Is there a Utopian Future?
I
would like to offer some examples of health records that I think could meet our
needs, and by using the word ‘our’, I mean citizens and clinicians.
For
the young, IT savvy person who is most concerned about privacy, I would propose
an individual health record on their phone and backed up onto the cloud
maintained by a regulated cooperative agency. The health record would be
composed of transactions with different health providers, potentially in
different countries and even in different languages. This does require
standardised export from health professionals and hospital systems and a
means of access to a person’s health record but it is quite possible. There are
technologies now available that can be used to validate such records, enabling
the person to have a fully validated health record despite no one else having a
copy of it.
The
next level of control for citizens is where the health record is held by a
number of providers in a range of settings. Some information is likely to be
aggregated in one place by their provider of choice, but this service would be
paid for and the person able to move some or all of the record to another
provider. This model would involve EhrBanks, trusted aggregators and qualified
custodians of health information. These companies would hold some of the
information and links to other records on other systems. The links can access
and be able to pull down all the source records if required.
The
EhrBank companies would ideally be non-profit and allow individuals to consent
to ‘secondary’ use of their health information for specific purposes. A
representative group of clients could agree to use of data for research or
other proven benefits.
In
this future, I would see a national health record, but only for people moving
long distances and not having providers that were grouped geographically or
organisationally. You might just have your allergies there and your
prescriptions if that was of benefit.
Summary
This change to MyHR has
led to more than one million people choosing to ‘opt out’. I am concerned for
the people who have not had the chance to grapple with the consequences. I
believe that Australians should opt out of MyHR if:
1)
they believe that unknown people having access to their health information is
more of a concern than health professionals not having access to it
2)
their health record holds information that could damage them in the future
2)
they are under 18 (involving parents opting out their children at birth)
For
those who want to opt out, it might be time to consider an open platform that
allows a range of solutions to meet people’s needs, while ensuring control.

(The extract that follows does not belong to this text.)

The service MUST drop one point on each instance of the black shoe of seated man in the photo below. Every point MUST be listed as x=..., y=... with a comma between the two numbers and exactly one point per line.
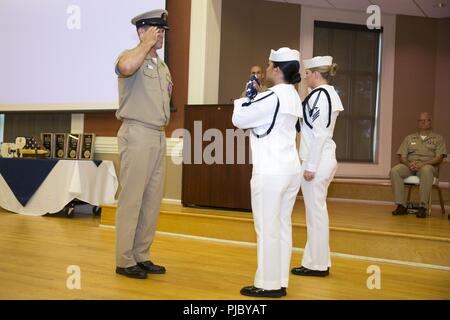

There are some budding examples.
Here is the link:
Frankly I have little to add. Sam's emphasis on real consent and the utility of shared records when properly done in the Aboriginal community are more than worth noting.
Read carefully and make up your
mind.
David.
2 comments:
A really well put together case. Thanks for posting David. It is this kind of broad holistic thinking that is missing from the ADHA and through that only now seems to reside in isolated pockets, mostly hidden from general public view. This episode in the EHealth journey has not been one of it brightest. Hopefully we can soon move from the dark into the renaissance.
I agree and well said! Like Sam I have spent much of my life advocating for the beneficial sharing of health information and working on what is needed to achieve that - sometimes with him. Like Sam, and for similar reasons, I have opted out. I imagine the current poll on this blog will show that other people with deep knowledge of the domain, as Sam has, will have arrived at the same conclusion.